Among the students in the class is Drey (Shareeka Epps, in a terrific full-length debut), a relatively quiet girl who is also on the basketball team that Dunn coaches. Her father is long gone and her brother Mike (Collins Pennie) is in prison for drug dealing, hence she lives with her overworked mother. She and Dunn establish an unlikely friendship after she discovers his addiction. Frank (Anthony Mackie) is Mike's former partner and attempts to be brother-in-absentia to Drey, a fact that irks Dunn.
Half Nelson is certainly not perfect -- countenance none who would suggest as much -- but it may well be the best film released in the U.S. thus far this year because it is so incisively intelligent and brilliantly acted. Gosling delivers a riveting performance, capturing Dunn's confusion and personal damage with nuance. Though Dunn is well-meaning, he is down and out and it's his fault. In many films that explore the drama of drug addiction, the motivations behind the initial use are unexplored. Half Nelson, too, does not do so overtly, but thanks in part to Gosling's fine acting, Dunn's reasons become apparent. He is seeking substance in what seems to be an increasingly shallow world, and not finding it. Dunn wants out of this vapid existence while still hoping that maybe he can convince his students to get it, to fight their subjugator, agitate for their freedom, and help the world become a better place.
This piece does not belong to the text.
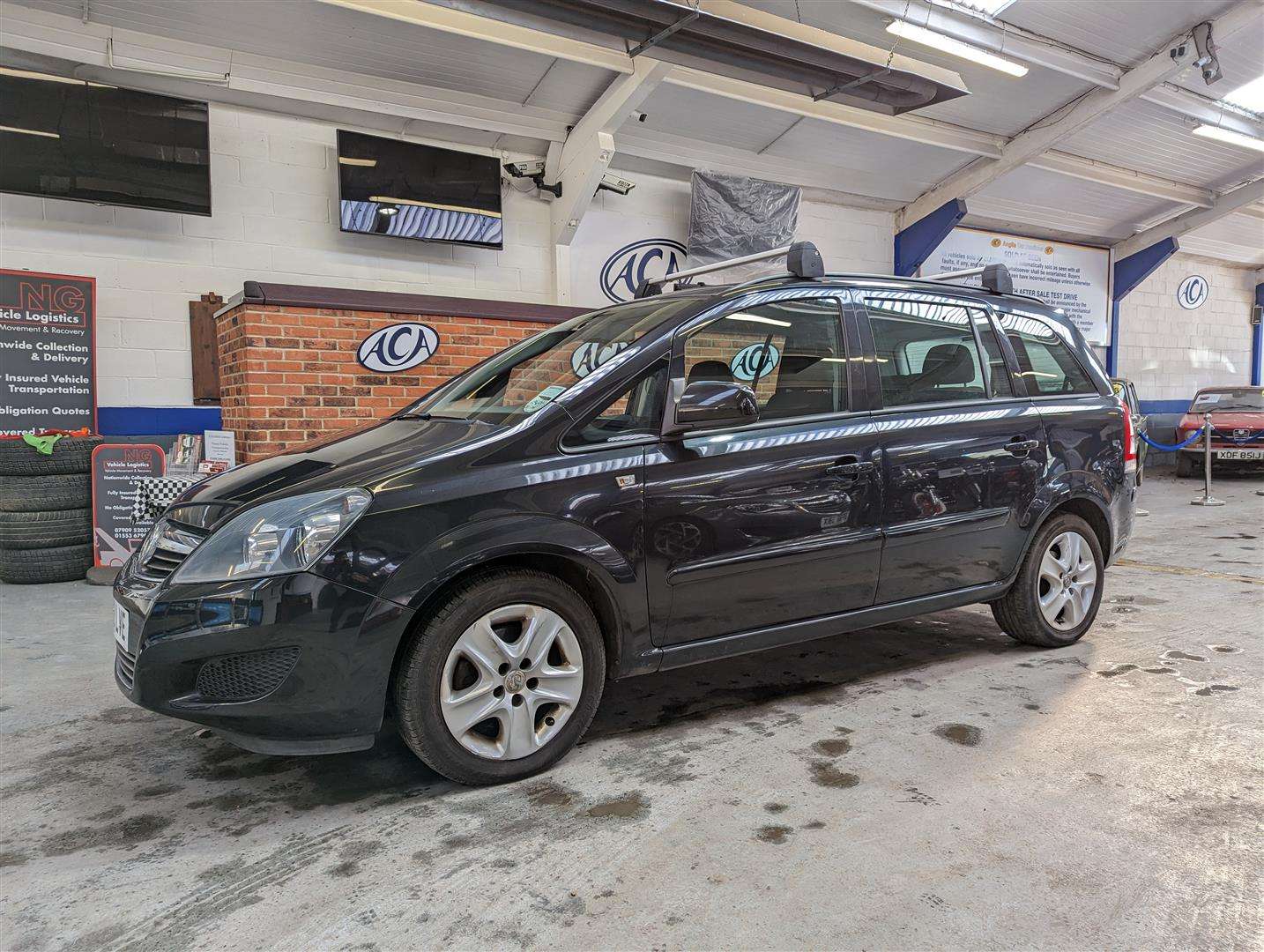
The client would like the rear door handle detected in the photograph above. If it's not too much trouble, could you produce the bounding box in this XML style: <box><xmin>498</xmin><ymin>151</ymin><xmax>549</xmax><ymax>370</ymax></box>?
<box><xmin>825</xmin><ymin>457</ymin><xmax>874</xmax><ymax>478</ymax></box>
Ryan Fleck, who directed and wrote along with Anna Boden, uses the film as a sort of manifesto, a plea for action. Peppered throughout the movie are clips of students in Dunn's class making presentations about such ignominious moments in American history as the Harvey Milk assassination and the U.S.-backed toppling of the Allende presidency in Chile.
The true genius of Half Nelson, however, emerges in the juxtaposition of the vigorous dissent of the past with the complacency of today. It is with unmitigated disdain that Dunn speaks of the high percentage of Americans who think there are WMD in Iraq, or subscribe to the fiction of Iraq-Al-Qaeda links. When his family speaks of an Iraq war protest they attended they are most enthused by the fact that Danny Glover was there.
Loathe, says Half Nelson, loathe the pop-politics of today wherein protest is less a matter of reasoned opposition than a chance to glimpse a celebrity. If only Dunn's lectures were more coherent. He has great passion, but his lessons will more likely leave the audience, for whom the class is a stand-in, flummoxed than inspired.
Half Nelson is not just a call to political arms --- it is a fine piece of filmmaking. The dialogue is notably natural, and effectively so. The scenes of drug use are few in number, but eloquent in their portrayal of the human tragedy of addiction. Perhaps most impressive is that Half Nelson turns a lousy paradigm on its head. In this case it is not the selfless, white social philanthropist who saves a struggling black youth from self-destruction, but quite the opposite. A worthwhile transformation from a movie that seeks to induce many more.